The latest report on draft genome of Brassica rapa sequence has been published. To elucidate the functions of a large population of these genes and to search efficiently for agriculturally useful genes, the Full-length cDNA Over-eXpressor (FOX) gene hunting system was used. The FOX library was transformed into rice by Agrobacteriummediated transformation. Approximately 1,150 FOX-rice lines were generated. Genomic PCR analysis indicated that the average length of FL-cDNAs was 900∼1,200 bp with functional annotation of many unknown function (35.5%). Most of the randomly selected transgenic rice lines showed overexpression (92%) and barely mRNA expression in the wild type Gopum. Moreover, 94% of the 850 transgenic rice lines were moderately tolerant (slightly yellow) to cold and 9 lines were tolerant (seedling light green). For the salinity evaluation, most of the transgenic lines (85%) were highly susceptible whereas seven lines were tolerant. In addition, morphological evaluation of rice lines showed minimal phenotypic alteration (12%). About 25.1 and 22% were earlier in terms of days to heading and chlorophyll contents, respectively. Further, 18% of FOX rice lines showed lower chlorophyll contents. Filled grains, number of tillers, panicle length, culm and plant height were relatively less variable among the lines. These results provided useful genes for functional analyses in the mechanisms of identified transgenic tolerant lines.

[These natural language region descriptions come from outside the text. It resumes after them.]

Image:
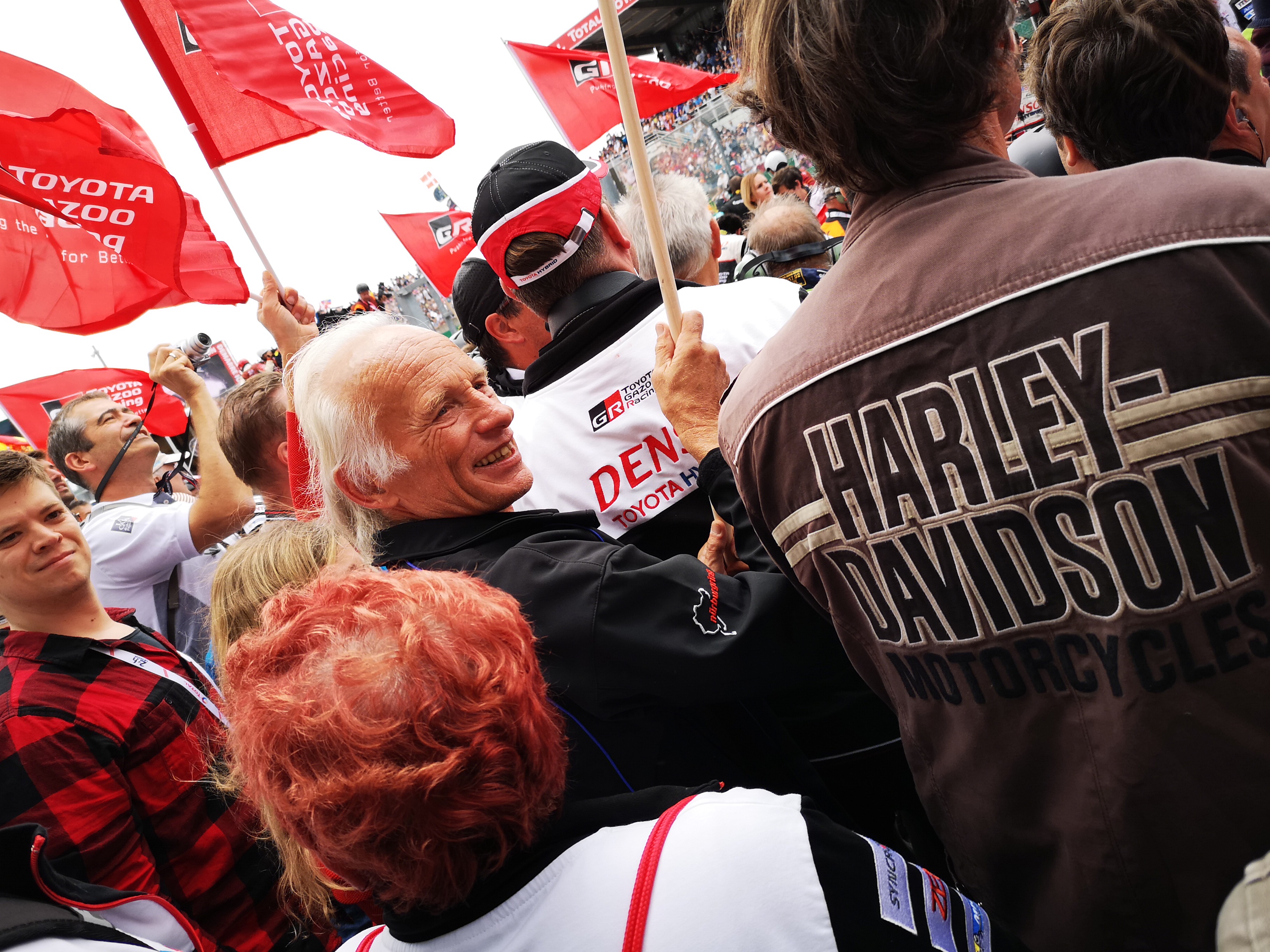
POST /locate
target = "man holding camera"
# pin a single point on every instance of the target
(143, 540)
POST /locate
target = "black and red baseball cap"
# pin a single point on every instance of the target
(540, 187)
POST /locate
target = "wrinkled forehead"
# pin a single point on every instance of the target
(91, 411)
(399, 367)
(25, 497)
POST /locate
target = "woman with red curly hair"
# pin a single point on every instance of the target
(399, 727)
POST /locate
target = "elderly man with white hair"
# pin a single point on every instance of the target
(691, 233)
(658, 666)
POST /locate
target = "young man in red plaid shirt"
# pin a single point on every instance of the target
(106, 734)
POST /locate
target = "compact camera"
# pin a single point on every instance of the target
(198, 350)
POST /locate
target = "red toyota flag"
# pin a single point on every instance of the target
(279, 59)
(31, 89)
(33, 404)
(96, 180)
(207, 268)
(437, 241)
(227, 124)
(66, 280)
(578, 89)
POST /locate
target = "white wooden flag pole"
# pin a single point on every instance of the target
(639, 159)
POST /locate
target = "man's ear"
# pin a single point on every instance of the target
(371, 498)
(1232, 121)
(502, 332)
(79, 462)
(1070, 154)
(613, 228)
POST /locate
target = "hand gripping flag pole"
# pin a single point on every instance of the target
(639, 159)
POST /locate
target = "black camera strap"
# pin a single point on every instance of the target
(119, 459)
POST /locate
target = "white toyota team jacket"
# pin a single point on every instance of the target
(596, 438)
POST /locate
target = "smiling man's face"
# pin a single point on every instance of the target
(44, 556)
(440, 415)
(108, 426)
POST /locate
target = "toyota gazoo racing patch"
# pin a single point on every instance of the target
(620, 402)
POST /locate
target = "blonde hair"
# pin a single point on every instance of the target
(256, 569)
(747, 190)
(249, 574)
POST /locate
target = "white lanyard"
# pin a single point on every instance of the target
(158, 669)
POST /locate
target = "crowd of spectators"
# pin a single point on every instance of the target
(705, 47)
(905, 597)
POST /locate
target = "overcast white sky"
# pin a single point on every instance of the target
(314, 204)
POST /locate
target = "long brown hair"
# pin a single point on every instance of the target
(878, 94)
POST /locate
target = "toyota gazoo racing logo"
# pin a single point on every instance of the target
(620, 400)
(585, 72)
(442, 230)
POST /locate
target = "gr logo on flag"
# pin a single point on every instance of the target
(583, 72)
(442, 230)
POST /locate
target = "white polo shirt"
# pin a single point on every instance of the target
(135, 546)
(596, 438)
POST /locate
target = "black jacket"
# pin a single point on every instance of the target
(658, 664)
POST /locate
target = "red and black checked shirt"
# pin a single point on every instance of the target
(112, 762)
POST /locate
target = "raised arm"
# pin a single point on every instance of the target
(690, 379)
(224, 502)
(292, 323)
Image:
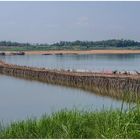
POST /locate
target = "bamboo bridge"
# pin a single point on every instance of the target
(113, 85)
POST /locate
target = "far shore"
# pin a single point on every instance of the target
(61, 52)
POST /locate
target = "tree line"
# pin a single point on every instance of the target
(114, 43)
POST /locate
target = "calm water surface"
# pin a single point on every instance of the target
(20, 98)
(94, 62)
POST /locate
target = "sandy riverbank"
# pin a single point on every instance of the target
(61, 52)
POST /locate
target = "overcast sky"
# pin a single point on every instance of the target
(49, 22)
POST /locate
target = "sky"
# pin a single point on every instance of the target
(49, 22)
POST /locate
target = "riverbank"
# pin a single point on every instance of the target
(77, 124)
(62, 52)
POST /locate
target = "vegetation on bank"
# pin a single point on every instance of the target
(78, 124)
(73, 45)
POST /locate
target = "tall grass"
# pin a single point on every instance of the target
(78, 124)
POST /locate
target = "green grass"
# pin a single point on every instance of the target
(78, 124)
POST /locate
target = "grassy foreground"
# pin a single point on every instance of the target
(76, 124)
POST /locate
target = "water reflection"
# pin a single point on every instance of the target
(22, 98)
(96, 62)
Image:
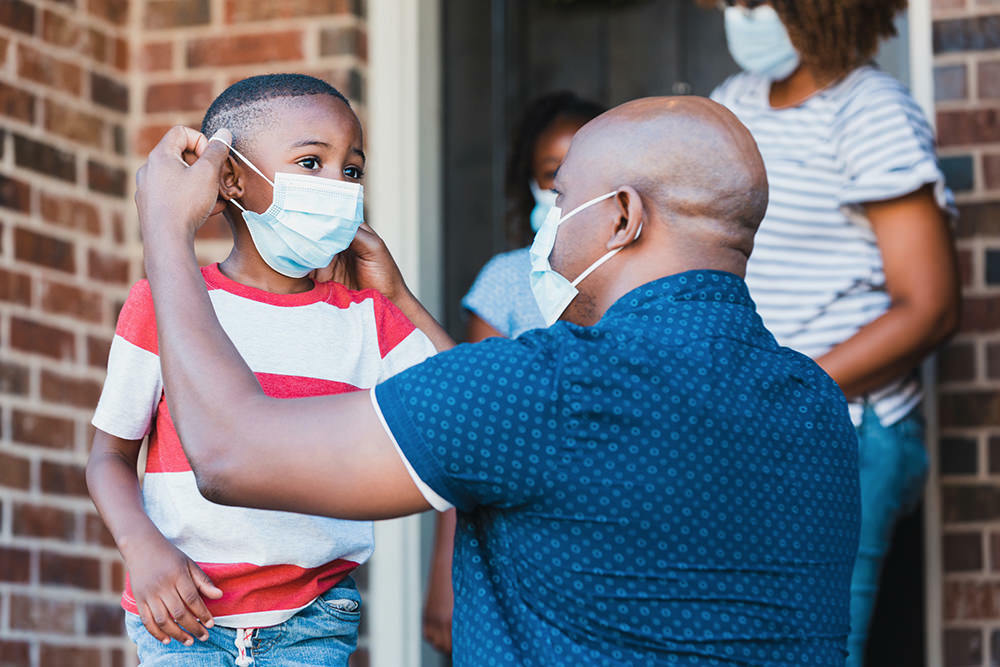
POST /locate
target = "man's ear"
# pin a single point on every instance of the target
(630, 216)
(231, 179)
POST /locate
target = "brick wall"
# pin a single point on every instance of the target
(86, 88)
(967, 78)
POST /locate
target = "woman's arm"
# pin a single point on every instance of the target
(922, 280)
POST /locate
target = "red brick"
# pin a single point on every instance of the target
(42, 615)
(15, 194)
(44, 158)
(108, 268)
(43, 521)
(97, 352)
(971, 127)
(15, 473)
(60, 30)
(14, 379)
(980, 314)
(70, 656)
(44, 430)
(74, 124)
(113, 11)
(970, 600)
(176, 13)
(108, 92)
(15, 565)
(148, 136)
(245, 49)
(15, 287)
(67, 390)
(41, 68)
(70, 212)
(76, 571)
(157, 56)
(30, 246)
(179, 96)
(106, 179)
(238, 11)
(14, 653)
(63, 299)
(96, 533)
(17, 15)
(63, 479)
(16, 103)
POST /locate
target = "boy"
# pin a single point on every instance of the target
(249, 582)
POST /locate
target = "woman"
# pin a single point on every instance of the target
(500, 302)
(853, 264)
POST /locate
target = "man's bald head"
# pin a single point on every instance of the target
(690, 159)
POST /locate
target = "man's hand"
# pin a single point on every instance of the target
(172, 197)
(168, 588)
(366, 264)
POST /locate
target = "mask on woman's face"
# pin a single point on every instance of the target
(759, 42)
(544, 201)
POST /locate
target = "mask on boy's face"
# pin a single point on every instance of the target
(310, 220)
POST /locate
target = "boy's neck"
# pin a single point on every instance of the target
(245, 266)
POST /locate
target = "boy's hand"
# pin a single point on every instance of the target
(366, 264)
(168, 588)
(175, 197)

A cDNA clone encoding CBL-interacting protein kinase 1 (CIPK1) was isolated from Chinese cabbage seedlings. The gene, BrCIPK1 consisted of 1,982 bp long with 216 bp of the 5’-untranslated region (UTR), 1,509 bp of the coding region and 257 bp of the 3’-UTR. It is highly conserved CBL-interacting module with absolutely conserved domain among the 15 amino acid NAF domain of the 15 related genes. Southern blot analysis showed a single copy number. BrCIPK1 gene was localized in the cytoplasm and peripheral region in the plant cell which is highly expressed in seedling of rice and in the shoot and pistil of Arabidopsis. Analyses of gene expression on Ubi-1::BrCIPK1 rice lines was differentially accumulated by cold, salinity and drought, indicating its biological roles in the multiple stress response pathways in plants. Further, the expression of BrCIPK1 is hijacked by rice calcineurin-B-like protein (OsCBL5). Moreover, mRNA expression of P5CS1, a gene responsible for proline biosynthesis is regulated by the BrCIPK1 during abiotic stresses resulting to improved accumulation of proline. The interaction of BrCIPK1 with OsCBL5 along with the regulation of P5CS1 explained the enhanced tolerance of transgenic rice. This gene could be used in the development of rice varieties with enhanced tolerance to abiotic stresses.